Il principio è stato affermato dalla Suprema Corte esaminando tutti i possibili criteri di interpretazione della legge:
letterale, sistematica, finalistica e storica.

La decisione

La stessa decisione ha poi ritenuto che la tesi sostenuta dalle banche secondo cui il tasso soglia rilevante per gli interessi moratori dovrebbe essere individuato aumentando del 2,1/% quello pubblicato dai decreti ministeriali di riferimento, è priva di pregio giuridico.
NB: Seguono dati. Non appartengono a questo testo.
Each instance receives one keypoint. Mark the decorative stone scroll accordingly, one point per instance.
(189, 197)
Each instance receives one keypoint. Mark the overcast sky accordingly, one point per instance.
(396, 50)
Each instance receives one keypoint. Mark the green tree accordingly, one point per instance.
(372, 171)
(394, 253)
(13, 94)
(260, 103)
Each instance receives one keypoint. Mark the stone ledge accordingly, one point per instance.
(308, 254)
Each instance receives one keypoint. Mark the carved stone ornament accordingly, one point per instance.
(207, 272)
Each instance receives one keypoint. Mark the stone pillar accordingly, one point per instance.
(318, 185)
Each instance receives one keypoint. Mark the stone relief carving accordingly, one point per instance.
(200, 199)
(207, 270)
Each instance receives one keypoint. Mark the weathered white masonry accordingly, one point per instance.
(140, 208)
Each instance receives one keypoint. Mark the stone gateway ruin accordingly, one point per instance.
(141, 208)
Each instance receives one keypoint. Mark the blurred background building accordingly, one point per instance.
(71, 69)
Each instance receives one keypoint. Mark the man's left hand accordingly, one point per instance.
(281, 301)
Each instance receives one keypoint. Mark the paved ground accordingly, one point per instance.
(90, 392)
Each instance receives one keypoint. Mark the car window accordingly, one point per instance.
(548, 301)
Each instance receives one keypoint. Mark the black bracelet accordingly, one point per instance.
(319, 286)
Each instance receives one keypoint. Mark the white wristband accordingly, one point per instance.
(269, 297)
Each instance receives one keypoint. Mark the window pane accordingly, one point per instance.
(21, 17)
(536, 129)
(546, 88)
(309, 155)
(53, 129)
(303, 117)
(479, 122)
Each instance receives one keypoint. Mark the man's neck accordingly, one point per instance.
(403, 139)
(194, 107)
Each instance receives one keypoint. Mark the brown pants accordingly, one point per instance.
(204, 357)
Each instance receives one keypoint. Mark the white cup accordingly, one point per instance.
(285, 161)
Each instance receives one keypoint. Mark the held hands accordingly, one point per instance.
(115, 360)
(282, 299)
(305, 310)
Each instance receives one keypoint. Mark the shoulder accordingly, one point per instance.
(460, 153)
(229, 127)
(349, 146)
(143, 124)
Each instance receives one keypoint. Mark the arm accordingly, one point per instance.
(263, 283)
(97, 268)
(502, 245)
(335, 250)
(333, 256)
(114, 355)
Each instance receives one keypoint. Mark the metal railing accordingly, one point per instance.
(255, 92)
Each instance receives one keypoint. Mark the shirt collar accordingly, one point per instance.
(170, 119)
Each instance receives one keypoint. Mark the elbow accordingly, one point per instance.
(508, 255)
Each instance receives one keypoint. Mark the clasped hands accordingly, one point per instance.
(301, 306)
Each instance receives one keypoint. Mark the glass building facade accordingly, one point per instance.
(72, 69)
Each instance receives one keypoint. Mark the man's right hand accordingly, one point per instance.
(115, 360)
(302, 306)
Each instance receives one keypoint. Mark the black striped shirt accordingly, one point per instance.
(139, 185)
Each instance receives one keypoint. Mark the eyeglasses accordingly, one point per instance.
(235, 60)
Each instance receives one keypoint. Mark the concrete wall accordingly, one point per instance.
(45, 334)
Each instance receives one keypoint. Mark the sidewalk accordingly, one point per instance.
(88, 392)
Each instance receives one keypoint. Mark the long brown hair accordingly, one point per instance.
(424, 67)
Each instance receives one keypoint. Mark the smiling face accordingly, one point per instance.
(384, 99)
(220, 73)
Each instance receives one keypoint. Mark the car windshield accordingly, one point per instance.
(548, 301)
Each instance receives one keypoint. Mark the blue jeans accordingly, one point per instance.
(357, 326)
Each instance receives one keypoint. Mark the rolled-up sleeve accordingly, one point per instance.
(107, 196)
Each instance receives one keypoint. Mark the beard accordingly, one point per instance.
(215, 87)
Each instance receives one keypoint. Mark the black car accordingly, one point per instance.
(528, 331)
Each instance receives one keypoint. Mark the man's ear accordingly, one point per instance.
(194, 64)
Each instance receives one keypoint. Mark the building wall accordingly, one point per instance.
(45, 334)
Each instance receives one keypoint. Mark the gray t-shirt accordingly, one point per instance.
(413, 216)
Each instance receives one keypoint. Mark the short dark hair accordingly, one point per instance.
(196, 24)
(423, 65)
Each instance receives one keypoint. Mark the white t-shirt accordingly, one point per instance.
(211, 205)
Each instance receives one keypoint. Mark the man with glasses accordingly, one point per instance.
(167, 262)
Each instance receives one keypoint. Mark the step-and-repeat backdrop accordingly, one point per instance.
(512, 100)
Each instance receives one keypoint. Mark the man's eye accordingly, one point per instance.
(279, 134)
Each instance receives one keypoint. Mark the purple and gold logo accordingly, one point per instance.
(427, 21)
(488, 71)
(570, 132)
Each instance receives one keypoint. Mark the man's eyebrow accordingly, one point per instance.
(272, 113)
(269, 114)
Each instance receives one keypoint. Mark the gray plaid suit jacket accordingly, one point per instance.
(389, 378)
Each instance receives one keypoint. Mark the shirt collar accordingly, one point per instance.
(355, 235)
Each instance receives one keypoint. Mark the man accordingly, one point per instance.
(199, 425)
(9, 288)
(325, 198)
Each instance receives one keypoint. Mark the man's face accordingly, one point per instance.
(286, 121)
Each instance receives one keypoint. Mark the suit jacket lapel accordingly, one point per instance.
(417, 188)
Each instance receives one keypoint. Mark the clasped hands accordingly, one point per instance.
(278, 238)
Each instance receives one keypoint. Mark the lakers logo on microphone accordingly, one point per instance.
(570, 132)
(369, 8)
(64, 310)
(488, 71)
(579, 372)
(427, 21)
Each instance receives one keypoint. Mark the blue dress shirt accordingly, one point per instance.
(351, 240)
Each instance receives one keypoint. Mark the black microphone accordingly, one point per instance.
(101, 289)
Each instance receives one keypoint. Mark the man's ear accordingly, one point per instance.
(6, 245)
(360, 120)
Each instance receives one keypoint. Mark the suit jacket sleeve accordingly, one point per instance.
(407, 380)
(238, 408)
Ha, infatti, aggiunto, che “il riscontro dell’usurarietà degli interessi convenzionali moratori va compiuto confrontando puramente e semplicemente il saggio degli interessi pattuito nel contratto col tasso soglia calcolato con riferimento a quel tipo di contratto, senza alcuna maggiorazione od incremento: è infatti impossibile, in assenza di qualsiasi norma di legge in tal senso, pretendere che l’usurarietà degli interessi moratori vada accertata in base non al saggio rilevato ai sensi dell’art. 2 I. 108/96, ma in base ad un fantomatico tasso talora definito nella prassi di “mora-soglia”, ottenuto incrementando arbitrariamente di qualche punto percentuale il tasso soglia”.
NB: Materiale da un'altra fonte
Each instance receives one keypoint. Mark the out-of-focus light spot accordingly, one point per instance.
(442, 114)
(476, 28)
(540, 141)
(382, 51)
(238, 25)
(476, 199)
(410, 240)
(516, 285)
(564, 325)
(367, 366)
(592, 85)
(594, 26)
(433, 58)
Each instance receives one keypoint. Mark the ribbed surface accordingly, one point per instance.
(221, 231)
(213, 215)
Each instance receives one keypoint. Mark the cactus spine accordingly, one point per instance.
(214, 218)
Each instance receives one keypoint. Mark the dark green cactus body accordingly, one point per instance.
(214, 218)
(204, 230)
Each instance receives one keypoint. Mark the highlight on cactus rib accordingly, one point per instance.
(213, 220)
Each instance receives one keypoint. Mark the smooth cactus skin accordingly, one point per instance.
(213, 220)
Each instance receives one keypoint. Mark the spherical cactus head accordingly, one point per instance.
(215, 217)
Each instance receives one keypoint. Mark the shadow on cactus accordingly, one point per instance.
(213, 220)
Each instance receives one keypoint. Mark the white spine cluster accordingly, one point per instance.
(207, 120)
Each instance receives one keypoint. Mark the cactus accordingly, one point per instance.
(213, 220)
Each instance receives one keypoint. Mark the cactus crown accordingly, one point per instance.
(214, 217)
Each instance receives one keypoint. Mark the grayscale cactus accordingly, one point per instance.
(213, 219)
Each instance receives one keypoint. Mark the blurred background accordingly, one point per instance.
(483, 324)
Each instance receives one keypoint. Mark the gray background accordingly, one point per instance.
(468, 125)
Quindi, ai fini del tasso soglia deve considerarsi esclusivamente il TEGM pubblicato nei Decreti Ministeriali pro tempore vigenti, incrementato degli ordinari coefficienti, senza fare luogo ad alcuna maggiorazione. Ciò ancorché un’indagine statistica a fini conoscitivi, condotta dalla Banca d’Italia e dall’Ufficio Italiano Cambi, nel lontano 2002, abbia “rilevato che, con riferimento al complesso delle operazioni facenti capo al campione di intermediari considerato, la maggiorazione stabilita contrattualmente per i casi di ritardato pagamento è mediamente pari a 2,1 punti percentuali” (come tuttora si legge nei D.M. Trimestrali).
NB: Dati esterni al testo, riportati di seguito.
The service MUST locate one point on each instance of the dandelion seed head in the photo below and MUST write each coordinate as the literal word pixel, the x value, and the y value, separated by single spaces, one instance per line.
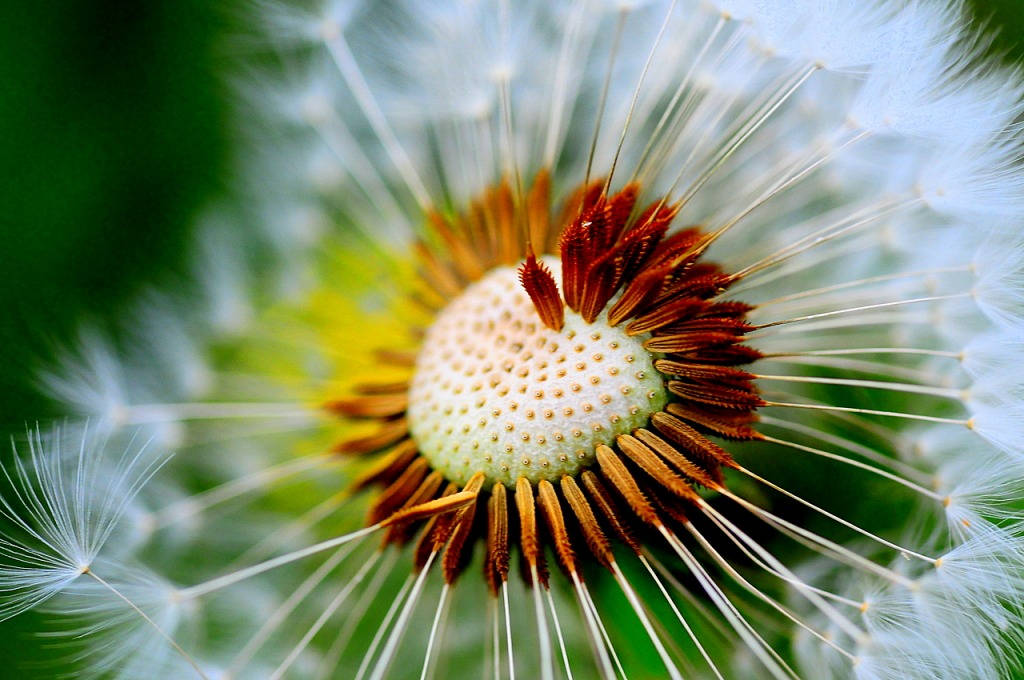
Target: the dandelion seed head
pixel 694 319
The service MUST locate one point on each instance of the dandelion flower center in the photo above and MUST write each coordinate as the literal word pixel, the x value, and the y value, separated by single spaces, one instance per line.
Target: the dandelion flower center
pixel 496 390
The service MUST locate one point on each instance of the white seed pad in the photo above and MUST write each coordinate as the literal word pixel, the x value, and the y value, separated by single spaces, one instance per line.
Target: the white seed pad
pixel 496 390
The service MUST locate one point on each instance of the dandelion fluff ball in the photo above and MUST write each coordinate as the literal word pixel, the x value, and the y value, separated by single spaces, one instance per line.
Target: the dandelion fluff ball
pixel 576 339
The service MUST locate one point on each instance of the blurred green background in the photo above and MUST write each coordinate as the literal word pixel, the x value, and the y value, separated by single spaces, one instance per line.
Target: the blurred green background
pixel 114 131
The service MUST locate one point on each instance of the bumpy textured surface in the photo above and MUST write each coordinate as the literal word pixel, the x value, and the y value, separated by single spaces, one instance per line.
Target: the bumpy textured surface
pixel 496 390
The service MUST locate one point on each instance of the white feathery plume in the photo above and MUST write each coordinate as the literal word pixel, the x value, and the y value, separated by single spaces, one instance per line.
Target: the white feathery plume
pixel 61 506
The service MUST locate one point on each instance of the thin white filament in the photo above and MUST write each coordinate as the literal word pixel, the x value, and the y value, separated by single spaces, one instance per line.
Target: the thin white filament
pixel 325 617
pixel 641 613
pixel 558 635
pixel 387 655
pixel 547 664
pixel 679 617
pixel 430 654
pixel 153 624
pixel 384 626
pixel 256 569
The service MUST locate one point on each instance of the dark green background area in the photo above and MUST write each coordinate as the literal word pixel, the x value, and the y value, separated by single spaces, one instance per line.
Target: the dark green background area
pixel 114 131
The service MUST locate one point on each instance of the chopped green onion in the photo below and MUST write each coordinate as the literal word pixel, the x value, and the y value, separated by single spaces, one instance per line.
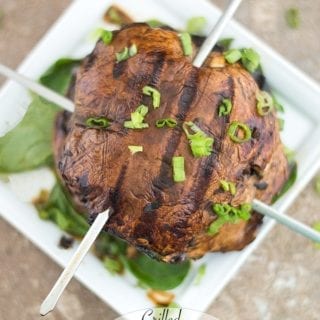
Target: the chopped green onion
pixel 156 96
pixel 265 103
pixel 186 42
pixel 169 122
pixel 154 23
pixel 122 55
pixel 113 15
pixel 316 227
pixel 281 124
pixel 200 274
pixel 228 186
pixel 106 36
pixel 225 43
pixel 97 122
pixel 278 106
pixel 126 53
pixel 200 143
pixel 133 50
pixel 232 55
pixel 250 59
pixel 178 169
pixel 112 265
pixel 317 185
pixel 135 149
pixel 293 18
pixel 225 107
pixel 196 25
pixel 137 118
pixel 234 129
pixel 228 214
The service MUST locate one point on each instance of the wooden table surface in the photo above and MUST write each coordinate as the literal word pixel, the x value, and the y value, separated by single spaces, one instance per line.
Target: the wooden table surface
pixel 281 280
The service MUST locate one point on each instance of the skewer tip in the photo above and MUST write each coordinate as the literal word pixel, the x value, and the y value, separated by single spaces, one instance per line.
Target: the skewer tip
pixel 46 307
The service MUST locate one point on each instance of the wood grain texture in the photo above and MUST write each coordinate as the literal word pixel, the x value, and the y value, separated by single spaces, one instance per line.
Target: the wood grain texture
pixel 281 280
La conseguenza e che diversi giudici di merito (tra i quali il Tribunale di Roma, quello di Lecce, ecc …), che hanno ritenuto di applicare l’aumento del 2,1% del TEGM, rigettando così le domande avanzate dai mutuatari, dovranno, con ogni probabilità, rivedere le loro convinzioni e adeguarle ai principi fissati dalla Suprema Corte. Il risultato sarà che molti contratti risulteranno usurari e le banche dovranno restituire gli interessi percepiti indebitamente.